AİHM müdahalesinin hükümetin düzensiz göçmenleri sınırdışı etme planını 'kaosa sürükleyerek' Başbakan Boris Johnson'a (BoJo) 'önemli darbe indirdiğini' yazan İngiliz basını, 'AİHM nedir, Britanya yargısını ne hakla sekteye uğratabilir' gibi bilgilendirici haberlere de yer verdi.
İktidardaki Muhafazakar Parti'nin radikal vekilleri, Brexit şampiyonu başbakana, AİHM'nin müdahale yetkisinin temelini oluşturan Avrupa İnsan Hakları Sözleşmesi'nden (AİHS) çekilme çağrısı yaptı.
BoJo, sorular üzerine, AİHS'den çekilme ihtimalini dışlamayı reddetti.

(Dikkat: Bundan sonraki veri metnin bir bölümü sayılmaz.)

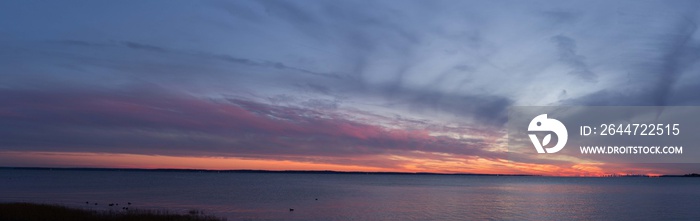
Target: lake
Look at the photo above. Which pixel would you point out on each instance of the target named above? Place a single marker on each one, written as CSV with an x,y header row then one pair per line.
x,y
269,196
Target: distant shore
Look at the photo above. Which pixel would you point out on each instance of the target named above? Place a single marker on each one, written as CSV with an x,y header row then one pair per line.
x,y
314,172
43,212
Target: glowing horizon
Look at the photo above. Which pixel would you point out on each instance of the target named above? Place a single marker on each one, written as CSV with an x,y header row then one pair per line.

BoJo: Oyunun kurallarını değiştiririz
Ruanda'ya göçmen yollamaya yönelik hukuki meydan okumalardan kurtulmak için sözleşmeden çıkmaya yeşil ışık yakan Başbakan "Hukuk dünyası, hükümetin mantıklı olduğunu düşündüğü bir yasayı uygulamasını durdurmaya çalışmanın yollarını bulmakta çok mahir" diyerek ekledi:
"Yol almamıza yardımcı olması için bazı kuralları değiştirmek gerekli olacak mı? Olması gayet mümkün. Bütün bu seçenekler sürekli gözden geçiriliyor."
Israrlı soruların devam etmesi üzerine Başbakanlık Sözcüsü, hükümetin AİHS'den çekilmeyi değerlendirdiğini teyit ederek "Gerekli olabilecek her türlü yasal reform dahil tüm seçenekleri masada tutuyoruz" dedi.
Patel: Sonraki uçuş için hazırlıklar şimdiden başladı
İçişleri Bakanı Priti Patel, AİHM'in Britanya yerel mahkemeleri ve Yargıtay hükümleriyle ters düşmesinin, kendileri için 'hayal kırıklığı ve şaşırtıcı olduğunu' belirtti.
Avam Kamarası'nda konuşan Patel, AİHM kararının Ruanda'ya sınırdışılar için mutlak engel oluşturmadığını savunarak "Bir sonraki uçuş için hazırlıklar şimdiden başladı" dedi.
Sözleşmede Churchill'in de katkısı var
Avrupa İnsan Hakları Sözleşmesi, 1948'de 2. Dünya Savaşı'nınn efsane Britanya Başbakanı Winston Churchill'in de aralarında bulunduğu bir politikacılar paneli tarafından 'düşünce, toplanma ve ifade özgürlüğünü' garanti altına almak için hazırlanmıştı. 1998'de dönemin Başbakanı Tony Blair'in çıkardığı İnsan Hakları Yasası ile Britanya'da da uygulamaya girmişti.